Lorraine waved her hand vaguely.

“I admit to having had a few. My spirit has been in a state of disrepair.” Lorraine glanced at Freddie, offering an invitation for her to follow up. Freddie didn’t.

“I hope you didn’t drive in that condition,” Freddie said.

“Took the train.”

“Where’s your suitcase?”

“With Pastor Banner.”

“And he gave you my address.”

Freddie wished she hadn’t told him where she lived. She ran into him at the market, he noticed her ring, polite questions followed. He would have written Lorraine with the news. He’d have thought it his Christian duty.

“I would have called first, but you’re not in the phone book,” Lorraine said.

Ken wanted it that way. Don’t want some shithead I arrested calling up in the middle of the night when he gets out of the joint.

Ken’s shift ended in just under an hour. What the hell was she going to tell him? She’d have to modify her story, and say that Lorraine’s illness was never physical, as he could clearly see.

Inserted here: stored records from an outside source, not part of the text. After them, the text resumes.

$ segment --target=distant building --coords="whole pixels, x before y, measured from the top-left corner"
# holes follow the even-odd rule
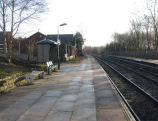
[[[46,35],[41,32],[36,32],[25,40],[22,40],[20,42],[20,53],[26,54],[28,56],[28,60],[35,60],[34,58],[37,57],[36,42],[43,39],[46,39]]]

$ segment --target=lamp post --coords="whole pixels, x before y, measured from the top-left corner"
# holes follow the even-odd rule
[[[58,35],[57,35],[57,43],[58,43],[58,69],[60,69],[60,54],[59,54],[59,46],[60,46],[60,40],[59,40],[59,27],[60,26],[65,26],[67,25],[66,23],[60,24],[58,26]]]

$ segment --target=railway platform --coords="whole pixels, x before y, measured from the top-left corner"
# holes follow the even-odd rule
[[[93,58],[0,96],[0,121],[134,121]]]

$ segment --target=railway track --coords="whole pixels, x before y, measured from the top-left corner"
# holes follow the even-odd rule
[[[153,96],[151,93],[148,92],[147,89],[142,88],[142,84],[139,84],[138,82],[136,83],[133,80],[129,79],[126,71],[128,71],[129,73],[129,71],[131,71],[132,69],[127,69],[125,66],[123,67],[123,65],[120,66],[120,64],[118,64],[116,61],[112,62],[108,61],[105,58],[99,57],[96,57],[96,59],[100,62],[102,67],[106,70],[106,72],[113,80],[113,83],[116,85],[121,93],[120,95],[123,96],[122,98],[125,99],[125,102],[128,103],[127,105],[130,106],[129,109],[136,120],[157,121],[158,97]],[[136,77],[140,76],[137,72],[133,72],[133,76],[134,74]],[[145,79],[146,78],[144,78],[144,80]]]

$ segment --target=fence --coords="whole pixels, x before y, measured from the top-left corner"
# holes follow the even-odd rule
[[[105,52],[105,55],[117,55],[126,57],[137,57],[145,59],[158,59],[158,51],[118,51],[118,52]]]

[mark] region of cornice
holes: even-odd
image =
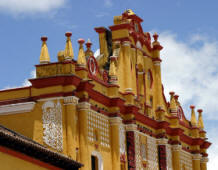
[[[25,102],[0,106],[0,115],[26,113],[33,110],[35,102]]]

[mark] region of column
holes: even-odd
[[[182,150],[181,145],[172,145],[172,158],[173,158],[173,169],[181,169],[180,166],[180,152]]]
[[[162,107],[163,106],[163,96],[162,96],[162,81],[161,81],[161,61],[157,60],[154,62],[154,69],[155,69],[155,89],[156,89],[156,100],[155,100],[155,109],[157,107]]]
[[[136,170],[136,150],[135,150],[135,131],[137,125],[129,124],[126,126],[126,140],[127,140],[127,156],[128,169]]]
[[[76,105],[78,98],[68,96],[64,98],[66,110],[66,140],[67,140],[67,155],[73,160],[76,160]]]
[[[124,41],[123,44],[123,49],[124,49],[124,69],[125,69],[125,74],[124,78],[126,80],[125,82],[125,92],[132,92],[132,79],[131,76],[131,61],[130,61],[130,42],[129,41]]]
[[[207,162],[208,162],[207,157],[201,158],[201,170],[207,170]]]
[[[81,170],[90,170],[91,155],[88,152],[88,129],[87,129],[87,115],[90,110],[90,104],[81,102],[77,105],[79,117],[79,155],[80,162],[84,165]]]
[[[193,156],[192,156],[193,170],[201,170],[200,160],[201,160],[201,154],[193,154]]]
[[[112,169],[120,170],[120,136],[119,129],[122,119],[113,117],[110,119],[111,125],[111,152],[112,152]]]
[[[167,170],[167,152],[166,152],[166,145],[168,140],[167,139],[158,139],[158,158],[159,158],[159,169],[160,170]]]

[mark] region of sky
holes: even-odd
[[[65,32],[91,39],[99,49],[95,27],[113,24],[113,16],[132,9],[144,32],[159,34],[165,95],[178,94],[186,117],[189,106],[204,110],[209,141],[209,170],[218,167],[218,2],[215,0],[0,0],[0,89],[28,85],[39,64],[41,36],[48,37],[51,61],[65,47]]]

It seemed so easy—she didn’t know why she hadn’t thought of it before.

My mother’s always suffered from some sort of emotional imbalance.

You mean she’s nuts.

Ken didn’t mince words.

She was out on a walk and ditched her companion. It’s happened before. But then Ken might offer to make the call himself, given his official capacity, as it were, and Freddie would be caught in another lie about where Lorraine supposedly lived, and what sort place it was.

“Why don’t you beat it?” Freddie asked.

Lorraine shook her head. She seemed genuinely sad. If she broke down crying, there was no telling how long she’d go at it. Once she got started, she could weep for hours.

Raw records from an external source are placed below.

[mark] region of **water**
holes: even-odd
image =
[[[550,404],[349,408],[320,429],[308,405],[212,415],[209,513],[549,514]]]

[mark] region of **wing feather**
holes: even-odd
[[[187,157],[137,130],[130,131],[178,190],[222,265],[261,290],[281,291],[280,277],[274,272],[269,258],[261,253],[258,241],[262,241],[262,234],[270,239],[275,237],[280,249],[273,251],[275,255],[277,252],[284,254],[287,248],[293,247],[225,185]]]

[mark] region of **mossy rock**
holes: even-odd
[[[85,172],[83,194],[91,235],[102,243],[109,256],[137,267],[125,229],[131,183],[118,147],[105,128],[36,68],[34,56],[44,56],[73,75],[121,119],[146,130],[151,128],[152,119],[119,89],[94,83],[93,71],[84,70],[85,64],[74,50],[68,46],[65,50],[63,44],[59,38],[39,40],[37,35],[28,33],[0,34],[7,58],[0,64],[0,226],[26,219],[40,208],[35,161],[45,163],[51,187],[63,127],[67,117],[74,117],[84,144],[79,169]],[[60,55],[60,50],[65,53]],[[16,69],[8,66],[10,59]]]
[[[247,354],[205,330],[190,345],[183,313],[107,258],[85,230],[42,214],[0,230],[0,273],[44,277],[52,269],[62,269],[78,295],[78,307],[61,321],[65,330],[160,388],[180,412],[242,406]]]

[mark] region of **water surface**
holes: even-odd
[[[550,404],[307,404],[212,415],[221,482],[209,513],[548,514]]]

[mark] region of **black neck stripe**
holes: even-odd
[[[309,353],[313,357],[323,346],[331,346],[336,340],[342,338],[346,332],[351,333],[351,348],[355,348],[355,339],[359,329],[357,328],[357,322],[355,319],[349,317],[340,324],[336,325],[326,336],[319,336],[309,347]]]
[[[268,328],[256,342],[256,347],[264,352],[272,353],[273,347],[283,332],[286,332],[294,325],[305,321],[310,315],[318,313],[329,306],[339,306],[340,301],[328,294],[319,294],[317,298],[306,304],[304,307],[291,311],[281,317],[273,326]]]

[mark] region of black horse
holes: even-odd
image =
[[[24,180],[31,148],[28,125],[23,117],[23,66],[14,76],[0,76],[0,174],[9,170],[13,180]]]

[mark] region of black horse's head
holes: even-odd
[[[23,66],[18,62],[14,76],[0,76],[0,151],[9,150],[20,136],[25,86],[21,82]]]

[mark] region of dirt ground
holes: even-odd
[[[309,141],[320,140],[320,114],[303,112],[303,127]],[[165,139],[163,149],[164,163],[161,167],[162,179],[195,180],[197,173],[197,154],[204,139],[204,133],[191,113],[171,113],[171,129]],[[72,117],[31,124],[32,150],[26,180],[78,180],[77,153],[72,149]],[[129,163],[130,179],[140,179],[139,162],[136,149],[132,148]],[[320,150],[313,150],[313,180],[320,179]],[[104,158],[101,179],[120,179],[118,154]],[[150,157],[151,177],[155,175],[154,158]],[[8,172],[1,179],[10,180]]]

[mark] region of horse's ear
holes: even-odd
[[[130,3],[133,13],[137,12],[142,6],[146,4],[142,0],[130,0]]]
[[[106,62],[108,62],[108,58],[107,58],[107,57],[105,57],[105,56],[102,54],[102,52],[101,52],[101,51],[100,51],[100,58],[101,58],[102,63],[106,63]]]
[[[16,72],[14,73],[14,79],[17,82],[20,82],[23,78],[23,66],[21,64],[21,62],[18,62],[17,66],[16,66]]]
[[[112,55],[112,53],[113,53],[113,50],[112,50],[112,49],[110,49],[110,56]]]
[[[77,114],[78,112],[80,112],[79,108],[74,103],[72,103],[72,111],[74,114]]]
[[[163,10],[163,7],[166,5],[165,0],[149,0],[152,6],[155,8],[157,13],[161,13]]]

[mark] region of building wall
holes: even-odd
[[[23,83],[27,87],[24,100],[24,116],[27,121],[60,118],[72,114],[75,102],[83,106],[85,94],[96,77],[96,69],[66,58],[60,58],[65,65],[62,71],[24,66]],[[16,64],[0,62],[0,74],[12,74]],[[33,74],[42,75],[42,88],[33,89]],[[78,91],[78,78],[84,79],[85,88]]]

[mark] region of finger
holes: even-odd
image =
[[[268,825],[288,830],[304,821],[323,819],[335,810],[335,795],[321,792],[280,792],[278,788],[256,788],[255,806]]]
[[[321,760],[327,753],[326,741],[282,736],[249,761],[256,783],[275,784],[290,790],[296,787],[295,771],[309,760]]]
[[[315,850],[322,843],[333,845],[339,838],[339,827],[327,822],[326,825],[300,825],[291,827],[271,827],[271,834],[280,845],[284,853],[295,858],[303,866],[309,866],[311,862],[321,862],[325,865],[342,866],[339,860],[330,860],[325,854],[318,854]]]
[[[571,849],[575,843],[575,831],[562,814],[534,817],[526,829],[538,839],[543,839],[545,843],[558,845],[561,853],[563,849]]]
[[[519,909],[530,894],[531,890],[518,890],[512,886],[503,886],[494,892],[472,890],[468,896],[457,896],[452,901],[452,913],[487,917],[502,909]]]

“You can’t be surprised that I’m not glad to see you,” Freddie said. “You must understand that you’re a part of my life I don’t have room for anymore. Not that I ever did, really.”

“How cruel you are.”

“Don’t talk to me about cruelty. You never gave a damn that I was your daughter, so why show up now? What is it you really want? Money? I haven’t got any.”

Freddie’s anger felt good. She wished it hadn’t taken so many years to rise within her.

“I came to give you my blessing,” Lorraine said.

“Uh-huh.”

“I want to meet the man you married, and bless him, too.”

“That might be hard. He’s Jewish.”

Ken wasn’t Jewish, but if Lorraine brought it up, it would just add another layer to her nuttiness.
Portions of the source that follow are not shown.